What's the Best Type of Insurance If You're Young and Healthy?
You're 25. Maybe 30. You run three times a week, your blood pressure is perfect, and the last time you saw a doctor it was for a sprained ankle. Life insurance is the furthest thing from your mind.
Which is exactly why right now is the best time to buy it.
Not because something bad is about to happen. Because your body is a depreciating asset, and life insurance companies price their product based on how likely you are to die. Right now, you're about as unlikely to die as you'll ever be. That translates directly into the cheapest premiums you'll ever see in your life.
A 25-year-old non-smoker in good health can lock in a 30-year, $500,000 term life policy for around $20 a month. Twenty dollars. That same policy at 40 costs $45. At 50, you're north of $100, if you're still healthy enough to qualify.
"But I Don't Have Anyone Depending on Me"
Fair. If you're single with no kids and no co-signed debt, the financial urgency is lower. But lower isn't zero.
Do you have student loans with a co-signer? If you die, your parent or whoever co-signed is on the hook. Do you have a partner, even if you're not married? If you share rent or a mortgage, your death creates an immediate housing crisis for them.
And here's the thing about waiting: you're not buying insurance for who you are today. You're locking in a rate for who you'll become. In five years you might have a spouse, a house, and a baby. If you wait until then to buy, your premium is higher and your health might not be the same.
One prescription.
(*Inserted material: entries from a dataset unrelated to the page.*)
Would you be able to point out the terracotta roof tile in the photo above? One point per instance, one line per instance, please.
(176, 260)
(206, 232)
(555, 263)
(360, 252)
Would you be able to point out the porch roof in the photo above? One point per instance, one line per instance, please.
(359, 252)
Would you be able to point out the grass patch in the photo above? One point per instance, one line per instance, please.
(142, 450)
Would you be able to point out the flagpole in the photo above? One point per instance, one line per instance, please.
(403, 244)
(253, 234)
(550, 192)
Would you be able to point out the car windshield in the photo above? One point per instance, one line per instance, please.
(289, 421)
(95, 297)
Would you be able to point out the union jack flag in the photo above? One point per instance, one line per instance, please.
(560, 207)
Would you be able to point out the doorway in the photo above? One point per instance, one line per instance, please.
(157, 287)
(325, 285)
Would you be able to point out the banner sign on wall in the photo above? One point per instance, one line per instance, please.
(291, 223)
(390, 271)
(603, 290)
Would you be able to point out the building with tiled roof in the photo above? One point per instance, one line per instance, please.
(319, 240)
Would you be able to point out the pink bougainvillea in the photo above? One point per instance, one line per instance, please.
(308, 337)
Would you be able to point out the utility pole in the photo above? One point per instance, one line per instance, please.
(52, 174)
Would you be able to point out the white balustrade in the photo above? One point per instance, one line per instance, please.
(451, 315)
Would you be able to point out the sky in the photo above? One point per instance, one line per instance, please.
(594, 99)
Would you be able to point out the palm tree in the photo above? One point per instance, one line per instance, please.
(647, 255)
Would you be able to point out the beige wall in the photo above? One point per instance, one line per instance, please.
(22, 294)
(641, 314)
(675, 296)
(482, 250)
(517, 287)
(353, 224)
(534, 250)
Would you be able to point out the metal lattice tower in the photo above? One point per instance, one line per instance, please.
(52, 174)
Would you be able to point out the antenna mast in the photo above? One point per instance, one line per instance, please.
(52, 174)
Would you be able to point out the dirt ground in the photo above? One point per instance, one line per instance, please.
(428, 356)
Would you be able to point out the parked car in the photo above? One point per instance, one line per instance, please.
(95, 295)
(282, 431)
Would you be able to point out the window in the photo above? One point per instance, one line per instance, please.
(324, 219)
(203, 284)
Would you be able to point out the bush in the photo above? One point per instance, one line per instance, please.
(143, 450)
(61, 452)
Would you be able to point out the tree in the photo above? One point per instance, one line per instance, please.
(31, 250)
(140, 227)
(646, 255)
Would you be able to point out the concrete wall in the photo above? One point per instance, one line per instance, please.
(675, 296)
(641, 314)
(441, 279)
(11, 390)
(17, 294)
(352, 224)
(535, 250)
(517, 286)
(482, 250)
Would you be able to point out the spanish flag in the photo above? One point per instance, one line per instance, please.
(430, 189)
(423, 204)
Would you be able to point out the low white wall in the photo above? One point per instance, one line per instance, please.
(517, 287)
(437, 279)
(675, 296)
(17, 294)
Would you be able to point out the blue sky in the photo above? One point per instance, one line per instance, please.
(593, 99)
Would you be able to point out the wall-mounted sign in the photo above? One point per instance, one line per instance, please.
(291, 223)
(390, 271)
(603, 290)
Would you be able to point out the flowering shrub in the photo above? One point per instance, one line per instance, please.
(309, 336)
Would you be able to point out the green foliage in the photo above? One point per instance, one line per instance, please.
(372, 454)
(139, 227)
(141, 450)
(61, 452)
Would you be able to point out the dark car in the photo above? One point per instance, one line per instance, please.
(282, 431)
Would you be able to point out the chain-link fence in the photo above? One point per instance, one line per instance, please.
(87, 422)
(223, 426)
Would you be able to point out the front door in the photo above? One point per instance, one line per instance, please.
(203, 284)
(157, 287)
One diagnosis. One lab result. That's all it takes to jump from "preferred plus" to "standard" rate class, or worse, to get declined entirely.
Term Life: The Only Product That Makes Sense Right Now
Whole life insurance at your age would cost $200 to $400 a month for a $500,000 policy. The "cash value" it builds is negligible for the first decade. And you'd be paying those premiums during the exact years when you're likely earning the least and have the tightest budget.
Term costs a fraction of that. It gives you the same death benefit, the only part that actually matters if you die, and leaves the rest of your money free to pay down loans, build an emergency fund, or invest in a retirement account where the returns will crush whole life's 2 to 3 percent.
Buy term and invest the difference. It's been the right answer for 40 years.
Use DIME Even If Your Number Is Small
The DIME method works at every life stage. Yours just looks different from a 45-year-old's.
D. Debt. Student loans, car loan, credit card balances. If anyone co-signed, this isn't optional.
I. Income. If someone depends on your paycheck (a partner, a parent you help support) multiply your income by 10 years. If nobody does yet, you can start smaller, but remember: what you're locking in is a rate. The coverage amount can come up later, since most policies let you add riders or increase coverage.
M. Mortgage. If you own, the remaining balance. If you don't, skip this for now.
E. Education. Probably not relevant yet unless you're planning ahead for future kids. Some people include it anyway because adding $100,000 to a term policy at 27 barely changes the monthly premium.
Your DIME number might be $250,000 or it might be $750,000. Either way, the premium at your age is almost embarrassingly low.
The Arbitrage Nobody Talks About
Buying term life when you're young and healthy is one of the few true arbitrage opportunities in personal finance. You're paying pennies on the dollar for a guarantee that gets exponentially more expensive with time. Every year you wait, you're leaving money on the table.
You'll never be this cheap to insure again. That's not a sales pitch. It's biology.